AGENCE FRANCE-PRESSE

«Qu'une créature étrange se trouve dans le Loch Ness ne fait désormais aucun doute mais que la police dispose d'un quelconque pouvoir pour le protéger est plus qu'incertain», écrit William Fraser dans une lettre datée du 15 août 1938, adressée au sous-secrétaire d'Etat en charge de l'Ecosse et publiée lundi par les Archives nationales d'Ecosse.

Il s'inquiète en particulier de la présence dans la région de deux chasseurs «déterminés à capturer le monstre mort ou vif», indiquant avoir «prévenu» l'un d'entre eux «du désir que la créature soit laissée tranquille». «Mais il reste à voir si mon avertissement aura l'effet souhaité», écrit le chef de la police.

Personne n'a jamais pu prouver avoir vu «Nessie» -parfois qualifié de dragon, de serpent de mer ou autre -  dont la légende remonte au 17e siècle. Des «apparitions» sont toutefois évoquées régulièrement -quatre en 2005 - et les canulars sont nombreux sur le sujet.

En 1933, à la suite de plusieurs signalements et de la publication d'articles et de photographies de mauvaise qualité dans les journaux, le gouvernement écossais avait été invité à confirmer l'existence ou non d'une créature dans le Loch Ness.

Un député avait même déposé une question auprès de la chambre des Communes au Parlement de Westminter pour étudier l'opportunité, au nom de la science, d'enquêter sur la présence d'un monstre.

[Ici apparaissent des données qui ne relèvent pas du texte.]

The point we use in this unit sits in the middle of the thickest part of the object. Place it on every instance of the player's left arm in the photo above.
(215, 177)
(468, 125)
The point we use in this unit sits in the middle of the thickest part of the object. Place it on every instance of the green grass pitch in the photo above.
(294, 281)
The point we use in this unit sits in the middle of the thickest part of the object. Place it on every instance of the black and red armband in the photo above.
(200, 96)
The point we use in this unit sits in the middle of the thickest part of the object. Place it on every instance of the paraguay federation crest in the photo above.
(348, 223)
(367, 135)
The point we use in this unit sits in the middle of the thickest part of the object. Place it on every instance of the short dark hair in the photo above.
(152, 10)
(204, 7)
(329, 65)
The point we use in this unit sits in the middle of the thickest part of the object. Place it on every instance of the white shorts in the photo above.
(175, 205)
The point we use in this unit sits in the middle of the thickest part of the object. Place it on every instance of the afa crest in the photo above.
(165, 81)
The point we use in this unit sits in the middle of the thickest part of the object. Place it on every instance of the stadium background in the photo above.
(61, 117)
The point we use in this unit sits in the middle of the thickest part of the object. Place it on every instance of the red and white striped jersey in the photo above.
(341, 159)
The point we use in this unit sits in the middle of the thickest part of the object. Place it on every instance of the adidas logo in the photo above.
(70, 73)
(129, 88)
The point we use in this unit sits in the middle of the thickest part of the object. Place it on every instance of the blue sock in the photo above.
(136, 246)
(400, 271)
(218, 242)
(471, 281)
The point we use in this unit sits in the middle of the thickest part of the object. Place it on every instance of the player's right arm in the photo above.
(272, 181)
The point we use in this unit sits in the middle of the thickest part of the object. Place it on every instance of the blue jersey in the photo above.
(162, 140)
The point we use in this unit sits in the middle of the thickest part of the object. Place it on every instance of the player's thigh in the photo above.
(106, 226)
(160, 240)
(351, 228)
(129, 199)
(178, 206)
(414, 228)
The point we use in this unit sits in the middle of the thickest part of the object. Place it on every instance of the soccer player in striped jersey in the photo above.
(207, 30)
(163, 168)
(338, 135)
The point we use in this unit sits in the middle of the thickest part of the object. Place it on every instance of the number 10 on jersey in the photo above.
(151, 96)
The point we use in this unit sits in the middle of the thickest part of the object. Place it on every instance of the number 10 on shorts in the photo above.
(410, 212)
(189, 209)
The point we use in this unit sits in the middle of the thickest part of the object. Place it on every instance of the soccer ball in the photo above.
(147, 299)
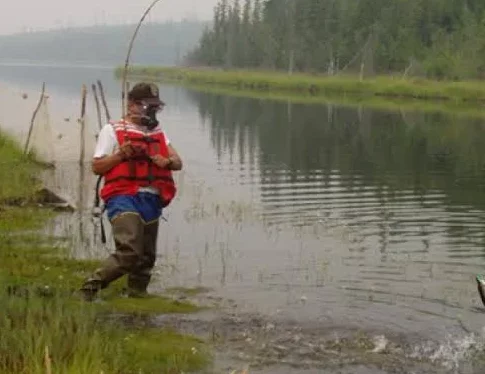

Après avoir évoqué le déploiement d'«observateurs dignes de confiance» autour du loch avec des appareils photo ou le survol en avion pour faire des photos aériennes, les autorités britanniques avaient estimé qu'étant donné l'intérêt touristique qu'il suscitait, il était préférable de laisser le monstre tranquille plutôt que d'essayer de le tuer.

Dans un courrier en 1933, William Fraser avait estimé que «la seule façon dont la police pourrait se rendre utile, (serait) de prévenir les habitants aux alentours (du loch) et autant de visiteurs que possible que la préservation du monstre est souhaitable».